Cessna’s Citation Latitude flew on 18 February for the first time from the company’s factory in Wichita, Kansas, fulfilling the schedule commitment made after the super-light jet’s launch in October 2011.
The unpainted aircraft – registered as N3765L – flew as high as 28,000ft and up to Mach 0.6 to test basic handling, plus various systems including the flaps, landing gear, anti-ice and pressurization.
Cessna flight test pilot Aaron Tobias says the nine-seat jet “behaved just as anticipated”.
The Latitude follows Cessna’s recent formula for product development, with an emphasis on reusing some technologies while adding capability in new areas.
The Latitude shares the wing, aft section and the Pratt & Whitney Canada PW306D engine with the 12-seat Citation Sovereign+.
But it introduces a wider and taller cabin, stretching the width 28cm to 1.96m and the height by 10cm to 1.83m.
The 2,500nm-rnage Latitude also falls neatly within the gap created between the 3,000nm Sovereign+ and the 1,722nm Citation XLS+.
It also features the Garmin G5000 integrated flight deck.
The programme remains on track to be certificated by the US Federal Aviation Administration under Part 25 airworthiness regulations in the second quarter of 2015.
The Latitude will compete in a market segment offering roughly 2,300nm-2,500nm range for seven to nine passengers, which is currently occupied solely by the Bombardier Learjet 75 with the demise of Hawker 750 production last year.
More competition is coming to that segment of the market. Embraer plans to deliver the fly-by-wire Legacy 450 around the second quarter of 2015.

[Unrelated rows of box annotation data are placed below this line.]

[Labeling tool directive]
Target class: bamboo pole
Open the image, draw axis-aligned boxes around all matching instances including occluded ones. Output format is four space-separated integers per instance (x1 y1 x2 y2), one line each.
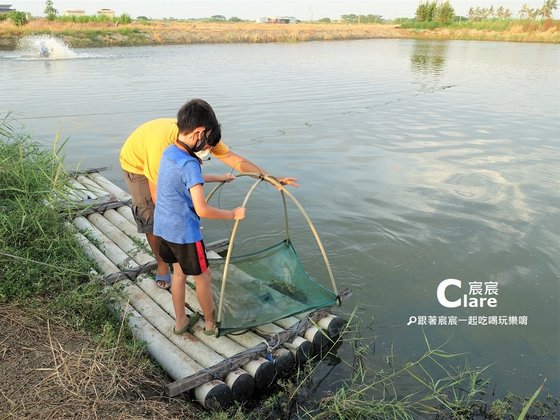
75 215 256 401
72 226 232 409
87 172 131 201
138 276 274 389
87 213 155 265
123 276 254 402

The Latitude is the latest in a string of development milestones by Cessna. The company certificated the Citation M2 and Sovereign+ models at the end of last year. The next goal is to soon certificate the new version of the Citation X, which will become the fastest jet in commercial service with a top speed of M0.925.
Cessna is also developing the super mid-size Citation Longitude for delivery in 2017. The clean-sheet design incorporates fly-by-wire spoilers.